In 2002, Martel was the Samuel Fischer Visiting Professor at the Free University of Berlin, where he taught a course named "The Animal in Literature"; From September 2003 to September 2003 as the Saskatoon Public Library's writer-in-residence, he spent a year in Saskatoon, Saskatchewan. On a piece for piano, string quartet, and bass, he collaborated with Omar Daniel, composer-in-residence at the Royal Conservatory of Music in Toronto. You Are Where You Are is a website that publishes text based on Martel's text, which includes portions of cellphone conversations taken from moments of an ordinary day.

Martel was a visiting scholar at the University of Saskatchewan from 2005 to 2007.

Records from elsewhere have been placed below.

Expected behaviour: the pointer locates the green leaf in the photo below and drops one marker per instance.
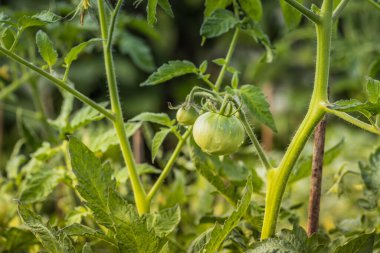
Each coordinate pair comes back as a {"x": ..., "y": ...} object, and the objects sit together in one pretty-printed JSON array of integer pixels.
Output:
[
  {"x": 87, "y": 248},
  {"x": 219, "y": 61},
  {"x": 208, "y": 166},
  {"x": 370, "y": 172},
  {"x": 373, "y": 90},
  {"x": 17, "y": 240},
  {"x": 132, "y": 231},
  {"x": 220, "y": 22},
  {"x": 7, "y": 38},
  {"x": 85, "y": 116},
  {"x": 165, "y": 221},
  {"x": 170, "y": 70},
  {"x": 72, "y": 55},
  {"x": 102, "y": 142},
  {"x": 62, "y": 121},
  {"x": 46, "y": 48},
  {"x": 41, "y": 184},
  {"x": 39, "y": 19},
  {"x": 254, "y": 104},
  {"x": 292, "y": 16},
  {"x": 199, "y": 243},
  {"x": 157, "y": 118},
  {"x": 94, "y": 180},
  {"x": 220, "y": 232},
  {"x": 138, "y": 50},
  {"x": 152, "y": 11},
  {"x": 212, "y": 5},
  {"x": 361, "y": 244},
  {"x": 157, "y": 141},
  {"x": 45, "y": 152},
  {"x": 165, "y": 5},
  {"x": 368, "y": 109},
  {"x": 52, "y": 240},
  {"x": 88, "y": 232},
  {"x": 253, "y": 8},
  {"x": 142, "y": 168}
]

Beatrice and Virgil, his third book, came out in 2010. The piece is an allegorical interpretation of the Holocaust, attempting to explore this period not through the lens of historical investigation but rather through imaginative synthesis. A writer, a taxidermist, and two stuffed animals include a red howler monkey and a donkey, making the story's main characters.

Martel ran a book club from 2007 to 2011, with Stephen Harper, Canada's then Prime Minister, handing the Prime Minister of Canada, a book every two weeks, a total of more than a hundred novels, poetry collections, graphic novels, and children's books. In 2012, 101 Letters to a Prime Minister were published as a book. The book's inspiration for their giving books to Prime Minister Donald Tusk was provided by their publishers and chosen by readers of the journal, according to his article. Tusk responded positively.

In 2014, Martel was accepted to be a Fellow of the Royal Society of Literature. He served on the Board of Governors of the Saskatoon Public Library from 2010 to 2015.

On February 2, 2016, his fourth book, The High Mountains of Portugal, was published. It tells of three characters in Portugal's three distinct time periods, who live and die each in their own way. Within the first month of its debut, it became the first bestseller list in The New York Times.